What can I really say about the conference called An Event Apart? I fell in love with web design. My training, for lack of a better name, is in Computer Engineering. With capital letters. I have a diploma with a degree that takes the better part of a page:
Bachelor of Science in Electrical and Computer Engineering
What does that mean? It means that, in theory, I can do whatever I want with a computer. No less. Also, if all I have is a bunch of silicon chips and electronic components, I can design and build a computer from scratch, running an OS designed from scratch as well, with all that that implies. Would I do something like that? No. It's done already and it would be a waste of time to be that hardcore. Commercial computers are perfectly good for whatever I want them.
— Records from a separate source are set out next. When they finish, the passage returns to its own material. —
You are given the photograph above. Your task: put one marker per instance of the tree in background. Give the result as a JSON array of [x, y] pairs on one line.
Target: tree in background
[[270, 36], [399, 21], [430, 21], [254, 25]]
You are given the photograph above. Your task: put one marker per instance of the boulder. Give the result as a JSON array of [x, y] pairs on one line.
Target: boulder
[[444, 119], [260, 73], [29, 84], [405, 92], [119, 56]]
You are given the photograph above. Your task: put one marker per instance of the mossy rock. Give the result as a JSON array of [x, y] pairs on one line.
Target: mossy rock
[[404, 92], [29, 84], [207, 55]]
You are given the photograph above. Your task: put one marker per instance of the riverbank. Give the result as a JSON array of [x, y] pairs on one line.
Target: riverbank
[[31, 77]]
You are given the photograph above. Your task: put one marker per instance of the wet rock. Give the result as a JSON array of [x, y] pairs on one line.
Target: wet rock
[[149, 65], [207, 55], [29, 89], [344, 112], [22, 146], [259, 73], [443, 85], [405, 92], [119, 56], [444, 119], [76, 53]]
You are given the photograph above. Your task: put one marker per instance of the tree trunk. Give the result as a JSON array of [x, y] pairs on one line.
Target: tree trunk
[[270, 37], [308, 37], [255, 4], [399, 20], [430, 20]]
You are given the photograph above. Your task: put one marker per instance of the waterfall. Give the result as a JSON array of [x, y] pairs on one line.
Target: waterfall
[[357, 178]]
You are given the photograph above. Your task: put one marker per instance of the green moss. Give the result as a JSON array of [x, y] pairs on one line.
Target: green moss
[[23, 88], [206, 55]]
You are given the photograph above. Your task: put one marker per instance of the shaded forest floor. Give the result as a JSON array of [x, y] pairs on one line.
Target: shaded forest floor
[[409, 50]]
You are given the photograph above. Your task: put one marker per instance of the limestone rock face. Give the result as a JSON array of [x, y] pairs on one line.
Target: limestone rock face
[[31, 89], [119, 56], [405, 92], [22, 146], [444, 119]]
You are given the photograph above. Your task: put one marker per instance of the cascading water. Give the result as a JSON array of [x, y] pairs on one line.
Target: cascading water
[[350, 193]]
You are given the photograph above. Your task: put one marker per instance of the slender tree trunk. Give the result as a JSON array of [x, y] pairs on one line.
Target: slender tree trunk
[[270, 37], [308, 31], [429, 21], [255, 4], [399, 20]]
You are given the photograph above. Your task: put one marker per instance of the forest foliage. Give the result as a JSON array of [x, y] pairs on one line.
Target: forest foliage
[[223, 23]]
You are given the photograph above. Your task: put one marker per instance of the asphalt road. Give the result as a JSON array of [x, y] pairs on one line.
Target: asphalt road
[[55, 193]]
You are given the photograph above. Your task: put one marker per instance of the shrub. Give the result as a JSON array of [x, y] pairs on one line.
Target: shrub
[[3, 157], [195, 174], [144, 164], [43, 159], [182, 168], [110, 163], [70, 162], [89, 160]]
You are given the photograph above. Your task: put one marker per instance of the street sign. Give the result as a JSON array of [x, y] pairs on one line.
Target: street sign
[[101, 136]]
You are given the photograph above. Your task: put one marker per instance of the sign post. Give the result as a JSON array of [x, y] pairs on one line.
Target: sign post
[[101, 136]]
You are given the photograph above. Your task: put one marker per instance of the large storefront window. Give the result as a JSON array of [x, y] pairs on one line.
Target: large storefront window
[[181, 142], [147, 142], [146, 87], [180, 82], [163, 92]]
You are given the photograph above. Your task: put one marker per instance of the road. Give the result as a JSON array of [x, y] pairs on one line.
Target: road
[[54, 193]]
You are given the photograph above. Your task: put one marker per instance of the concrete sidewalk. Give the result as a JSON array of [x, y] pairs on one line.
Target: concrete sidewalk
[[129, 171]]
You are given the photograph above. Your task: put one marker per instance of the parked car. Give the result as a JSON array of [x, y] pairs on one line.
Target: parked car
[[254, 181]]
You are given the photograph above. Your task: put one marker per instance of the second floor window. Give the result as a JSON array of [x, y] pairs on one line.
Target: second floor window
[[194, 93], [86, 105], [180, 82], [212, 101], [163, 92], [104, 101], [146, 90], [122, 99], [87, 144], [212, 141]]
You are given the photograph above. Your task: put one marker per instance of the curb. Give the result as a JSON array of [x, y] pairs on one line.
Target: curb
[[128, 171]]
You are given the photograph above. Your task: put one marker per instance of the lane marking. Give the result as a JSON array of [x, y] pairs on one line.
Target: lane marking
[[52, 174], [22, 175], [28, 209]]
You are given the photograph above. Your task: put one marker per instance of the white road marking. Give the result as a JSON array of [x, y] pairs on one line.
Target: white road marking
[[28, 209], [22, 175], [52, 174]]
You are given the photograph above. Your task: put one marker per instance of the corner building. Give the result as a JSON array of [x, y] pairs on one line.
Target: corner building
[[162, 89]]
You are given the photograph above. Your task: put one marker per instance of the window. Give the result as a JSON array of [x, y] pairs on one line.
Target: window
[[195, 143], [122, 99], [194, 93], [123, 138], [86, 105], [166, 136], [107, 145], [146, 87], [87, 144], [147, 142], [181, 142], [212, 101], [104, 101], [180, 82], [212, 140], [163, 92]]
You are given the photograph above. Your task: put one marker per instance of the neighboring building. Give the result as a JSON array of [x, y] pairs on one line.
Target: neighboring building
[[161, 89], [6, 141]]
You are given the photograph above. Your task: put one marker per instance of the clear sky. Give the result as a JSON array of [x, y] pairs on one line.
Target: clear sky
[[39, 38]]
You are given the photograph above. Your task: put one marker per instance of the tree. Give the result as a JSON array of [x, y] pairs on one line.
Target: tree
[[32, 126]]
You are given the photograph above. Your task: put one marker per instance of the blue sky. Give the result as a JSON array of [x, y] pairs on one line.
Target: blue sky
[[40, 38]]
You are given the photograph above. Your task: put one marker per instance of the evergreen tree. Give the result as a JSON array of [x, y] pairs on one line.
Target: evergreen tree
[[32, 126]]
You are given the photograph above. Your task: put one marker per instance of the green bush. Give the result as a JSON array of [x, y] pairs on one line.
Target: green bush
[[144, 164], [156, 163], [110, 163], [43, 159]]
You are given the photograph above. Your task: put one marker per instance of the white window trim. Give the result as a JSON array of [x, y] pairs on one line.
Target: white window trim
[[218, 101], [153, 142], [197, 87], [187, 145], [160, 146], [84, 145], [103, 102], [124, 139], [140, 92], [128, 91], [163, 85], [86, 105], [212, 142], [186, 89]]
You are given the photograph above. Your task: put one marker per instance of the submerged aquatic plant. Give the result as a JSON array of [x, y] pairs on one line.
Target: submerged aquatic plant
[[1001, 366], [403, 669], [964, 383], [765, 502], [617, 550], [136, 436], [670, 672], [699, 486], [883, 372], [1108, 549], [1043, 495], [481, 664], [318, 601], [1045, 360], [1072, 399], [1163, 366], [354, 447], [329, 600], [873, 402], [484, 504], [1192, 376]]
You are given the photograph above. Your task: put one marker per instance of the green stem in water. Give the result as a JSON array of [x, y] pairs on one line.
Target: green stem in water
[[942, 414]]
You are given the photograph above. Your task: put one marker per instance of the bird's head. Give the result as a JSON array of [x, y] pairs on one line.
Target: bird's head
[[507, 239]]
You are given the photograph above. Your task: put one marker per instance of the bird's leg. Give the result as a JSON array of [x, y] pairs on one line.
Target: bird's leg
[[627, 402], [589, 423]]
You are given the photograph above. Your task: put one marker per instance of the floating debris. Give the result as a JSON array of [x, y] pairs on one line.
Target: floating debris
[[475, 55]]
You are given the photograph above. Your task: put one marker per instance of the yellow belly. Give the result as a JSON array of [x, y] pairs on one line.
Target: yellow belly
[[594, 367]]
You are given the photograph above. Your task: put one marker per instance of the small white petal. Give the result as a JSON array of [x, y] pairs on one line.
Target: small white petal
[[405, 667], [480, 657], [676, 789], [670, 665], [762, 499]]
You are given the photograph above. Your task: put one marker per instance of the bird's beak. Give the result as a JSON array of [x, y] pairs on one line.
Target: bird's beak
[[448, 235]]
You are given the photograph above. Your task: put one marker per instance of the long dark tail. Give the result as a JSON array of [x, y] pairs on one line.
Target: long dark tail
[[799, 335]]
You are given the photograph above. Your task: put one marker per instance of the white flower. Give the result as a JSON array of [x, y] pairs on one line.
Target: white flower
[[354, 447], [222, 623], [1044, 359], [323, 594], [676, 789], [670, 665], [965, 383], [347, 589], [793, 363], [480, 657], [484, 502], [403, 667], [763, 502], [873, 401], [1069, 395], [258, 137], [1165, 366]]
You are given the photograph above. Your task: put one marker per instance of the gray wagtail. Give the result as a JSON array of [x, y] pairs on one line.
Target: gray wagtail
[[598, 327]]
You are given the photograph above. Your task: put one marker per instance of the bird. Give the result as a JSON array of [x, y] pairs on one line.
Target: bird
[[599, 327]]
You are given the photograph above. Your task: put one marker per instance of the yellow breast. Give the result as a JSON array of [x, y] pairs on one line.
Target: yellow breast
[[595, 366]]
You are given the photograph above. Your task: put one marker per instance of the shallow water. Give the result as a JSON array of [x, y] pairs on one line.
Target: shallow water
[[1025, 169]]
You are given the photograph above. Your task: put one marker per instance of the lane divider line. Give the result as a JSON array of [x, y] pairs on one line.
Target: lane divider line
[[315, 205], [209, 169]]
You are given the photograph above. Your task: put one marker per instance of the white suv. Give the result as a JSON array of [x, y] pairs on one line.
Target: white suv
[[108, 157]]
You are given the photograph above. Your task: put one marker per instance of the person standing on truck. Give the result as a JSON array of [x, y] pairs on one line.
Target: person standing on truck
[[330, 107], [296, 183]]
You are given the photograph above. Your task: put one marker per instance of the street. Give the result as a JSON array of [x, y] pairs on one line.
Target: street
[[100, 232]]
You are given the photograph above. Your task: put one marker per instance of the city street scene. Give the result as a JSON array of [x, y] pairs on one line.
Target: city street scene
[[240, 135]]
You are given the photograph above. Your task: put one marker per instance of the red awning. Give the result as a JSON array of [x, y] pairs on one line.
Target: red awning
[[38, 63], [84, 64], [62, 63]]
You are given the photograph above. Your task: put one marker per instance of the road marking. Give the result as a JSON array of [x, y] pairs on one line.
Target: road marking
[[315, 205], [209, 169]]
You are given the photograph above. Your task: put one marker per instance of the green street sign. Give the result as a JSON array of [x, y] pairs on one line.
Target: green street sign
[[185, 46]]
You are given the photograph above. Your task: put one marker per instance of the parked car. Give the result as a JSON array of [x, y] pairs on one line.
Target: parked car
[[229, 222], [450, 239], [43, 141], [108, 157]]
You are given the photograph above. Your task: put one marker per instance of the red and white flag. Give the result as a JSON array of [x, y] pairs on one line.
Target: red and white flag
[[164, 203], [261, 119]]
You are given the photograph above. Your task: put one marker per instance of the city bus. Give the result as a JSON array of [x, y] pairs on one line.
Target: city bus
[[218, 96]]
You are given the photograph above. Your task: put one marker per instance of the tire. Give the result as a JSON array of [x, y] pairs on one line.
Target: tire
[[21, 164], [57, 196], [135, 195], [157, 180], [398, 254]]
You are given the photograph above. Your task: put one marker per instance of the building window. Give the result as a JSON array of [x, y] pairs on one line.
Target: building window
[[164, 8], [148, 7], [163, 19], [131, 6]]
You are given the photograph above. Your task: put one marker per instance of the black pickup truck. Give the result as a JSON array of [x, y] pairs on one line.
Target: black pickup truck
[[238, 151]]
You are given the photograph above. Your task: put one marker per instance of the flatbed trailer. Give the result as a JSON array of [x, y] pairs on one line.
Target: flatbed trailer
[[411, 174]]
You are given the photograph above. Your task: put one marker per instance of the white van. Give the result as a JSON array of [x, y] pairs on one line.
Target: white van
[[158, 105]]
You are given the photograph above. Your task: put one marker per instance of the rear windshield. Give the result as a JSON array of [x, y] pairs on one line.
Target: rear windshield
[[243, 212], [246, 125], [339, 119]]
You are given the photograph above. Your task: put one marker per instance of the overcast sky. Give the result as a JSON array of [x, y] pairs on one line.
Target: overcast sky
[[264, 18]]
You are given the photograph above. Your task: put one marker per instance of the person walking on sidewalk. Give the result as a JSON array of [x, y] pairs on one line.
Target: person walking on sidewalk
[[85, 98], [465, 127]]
With all this knowledge in one of the most complex and broad disciplines, I still prefer to do web development. What kind of development? Simple stuff. I'm not really into creating new technologies, although that would be nice, but I like to take technology that someone else created and apply them in new creative and unexpected ways. More than anything, the conference opened my eyes to the visual and graphic design of the web, and how important it is. Most people make decisions based on what they can see. If you use a service like Flickr, for example, you can understand that most people are not interested in what advanced technologies are going on behind it, or who created them. What matters is that it looks good and works.
Last night I was talking to Anwar, who studies graphic design, and I was telling him precisely this. I told him how I have all this great knowledge that goes far and beyond what I'm really interested in. He responded something simple, but it went down deep. He said "No doubt about it, you're an artist. You just don't know it yet."
Wow.
He left me totally confused. Have I been in the wrong place all this time? I mean, I enjoy immensely what I do. Programming all these advanced and complex systems that no one understands but my fellow geeks is fun and all, but my real pride and joy is when people that's not from this side of the geek force see an advanced software and decide that they like it, not because it's high-tech, but because it's appealing to their senses (or interests). Example? This website. I feel the need to express myself artistically, be it by writing, creating something visual, or cooking. But I discovered that my passion is not even to create something, but to inspire.
Inspiration.
When I write an article like this one, I want to somehow inspire those who read it. When I take a picture, I want someone to say "wow" and hate me, not because I can take a nice picture, but because I was there and could experience it's content from a first-person view. If I cook something, it's all good: it can be the best dish in the world (it most likely isn't), but if there's no one to share it with, or to tell about, it's bland. Same with a website. At my current job I'm building a very "prefessional" and "corporate" website for a very specific list of clients. My happiness in such a project comes not from creating quality stuff, but from pleased customers that tell me that they like the fact that I put attention to the details that make the use of the website a pleasure. It doesn't even matter that there's a fat user manual that they need to read to be able to use the website. What matters to them is that even that manual interacts with the user in the way they would expect something appealing would. It feels good and makes me feel good about it.
I don't really want to give up my engineering roots, but I don't want to be a proper "engineer" either, in the traditional sense of the word. I want something more. I want my work to inspire. Each day I feel a greater gap between the engineering clan and me, and a stronger bond between the misfits that are called artists. And I realized all this while at the conference.
There is so much I want to learn. I want to learn visual design to apply it to my web development. I want to learn how to cook well to share my culinary creations by means of this same web-based medium I am hopefully helping to shape, and I want to travel all around the world to see everyone's perception of what I'm saying, and a bit more.